Tenho que confessar: esta semana usei o MS Word durante várias horas. E não foi por obrigação, não perdi nenhuma aposta nem nada assim - foi uma experiência.

Explico: após ler a notícia de que a SuSE anunciou para o início de 2003 o lançamento de uma versão de sua distribuição capaz de rodar o MS Office através do CrossOver Office (da CodeWeavers), resolvi montar um rápido laboratório. Instalei o SuSE 8.1 em uma máquina para a qual havia disponível uma licença do Office 97, obtive junto à CodeWeavers uma licença de demonstração do CrossOver e botei mãos à obra.

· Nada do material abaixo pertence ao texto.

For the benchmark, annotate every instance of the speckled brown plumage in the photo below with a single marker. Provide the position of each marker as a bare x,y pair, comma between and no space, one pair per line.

Antes de entrar na questão das licenças e liberdades envolvidas, quero mencionar que tudo funcionou como deveria. Para instalar o Office 97 (Word, Excel, PowerPoint, Outlook e seus amigos), inseri o CD, rodei o SETUP.EXE e cliquei no botão ~SNext >>~T várias vezes. Ele criou os ícones e as entradas no menu do KDE como se fosse o Windows, e depois rodei os programas com a maior naturalidade, sem mágicas nem configurações extras.

Nada melhor que uma aplicação prática para testar esse tipo de recurso. Resolvi, então, escrever minha análise do SuSE 8.1 (que está publicada nesta mesma edição da RdL) no Word. E ele se saiu bem no teste, sem travar nem rejeitar nenhum dos meus comandos. Há falhas aqui e ali (mapas de teclado, help online, etc), mas ele edita, imprime, insere figuras, gera índices... Tudo que esperamos de um editor. Não foi desagradável, mas esta coluna já está sendo escrita no editor joe, nativo do Linux, onde me sinto em casa.

Isto posto, vamos à parte controversa e que é tema recorrente nesta coluna: o uso do Linux para rodar aplicações comerciais do Windows. Alguns acham isso péssimo, porque desestimula a adoção de softwares livres, outros acham ótimo, porque abre a porta para a adoção gradual dos softwares livres, outros acham que a questão é puramente ideológica.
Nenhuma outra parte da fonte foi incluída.